Net new ARR was 212 million USD in Q1, which was a record for the quarter. Despite this, I actually viewed this as a somewhat soft result that suggests that the business isn’t really accelerating. ARR at the end of the first quarter was 3.65 billion USD, an increase of 33% YoY. While this was a slightly higher growth rate than the prior quarter, most of this was due to an easier comparable period in the prior year.
Second quarter revenue is expected to be between 958 and 961 million USD, representing a 31% YoY growth rate at the midpoint. Full-year revenue is expected to be 3,976-4,010 million USD, an increase of 30-31% over the prior year. While this guidance is likely conservative, I don’t expect CrowdStrike’s growth to accelerate meaningfully in coming quarters and believe there is a risk of further deceleration in 2025.
The number of job openings mentioning CrowdStrike has been fairly flat over the past 18 months. I don’t think this is a particular problem, but it also doesn’t suggest that growth is about to accelerate meaningfully.
The number of CrowdStrike job openings is down significantly in recent months, after increasing sharply in late 2023 / early 2024. This could indicate that the demand environment isn’t improving to the extent that CrowdStrike expected it to.
CrowdStrike’s gross profit margins continue to improve on the back of a mix shift towards subscription and improving subscription margins. A consistent pricing environment, along with data center investments and workload optimization are behind this. Service margins deteriorated meaningfully in the quarter, though.

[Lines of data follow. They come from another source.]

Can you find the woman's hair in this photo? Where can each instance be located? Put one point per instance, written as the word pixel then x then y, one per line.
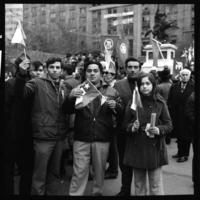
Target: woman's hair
pixel 87 63
pixel 151 78
pixel 52 60
pixel 36 64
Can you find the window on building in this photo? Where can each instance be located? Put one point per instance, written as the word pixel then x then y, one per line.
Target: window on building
pixel 82 24
pixel 52 16
pixel 43 20
pixel 96 45
pixel 130 47
pixel 146 11
pixel 150 55
pixel 62 15
pixel 128 29
pixel 172 55
pixel 192 22
pixel 33 11
pixel 112 29
pixel 83 11
pixel 72 17
pixel 112 10
pixel 173 39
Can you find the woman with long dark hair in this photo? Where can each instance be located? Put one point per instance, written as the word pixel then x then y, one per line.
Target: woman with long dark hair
pixel 146 148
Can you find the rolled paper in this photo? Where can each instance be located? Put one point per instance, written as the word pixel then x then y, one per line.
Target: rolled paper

CrowdStrike also continues to realize operating leverage as its business scale. Given the recent surge in hiring (15% YoY headcount increase), further margin gains are likely to be modest in the near term, particularly if growth doesn’t improve.
Conclusion
While I believe that CrowdStrike is going to be one of the dominant software platforms in the future, the company’s revenue multiple is looking extreme, particularly given the level of interest rates and the fact that demand appears to be wavering again.
I don’t believe that this will matter in the short term though, as CrowdStrike has momentum, and investors appear to be more focused on the rate of change of growth rather than the absolute level. This is understandable to some extent, but is a mistake when taken too far. There is a reasonable probability that growth drops below 30% in the near future, which could turn investor sentiment. In addition, investors need to be prepared for at least a 50% drawdown in the event of a recession.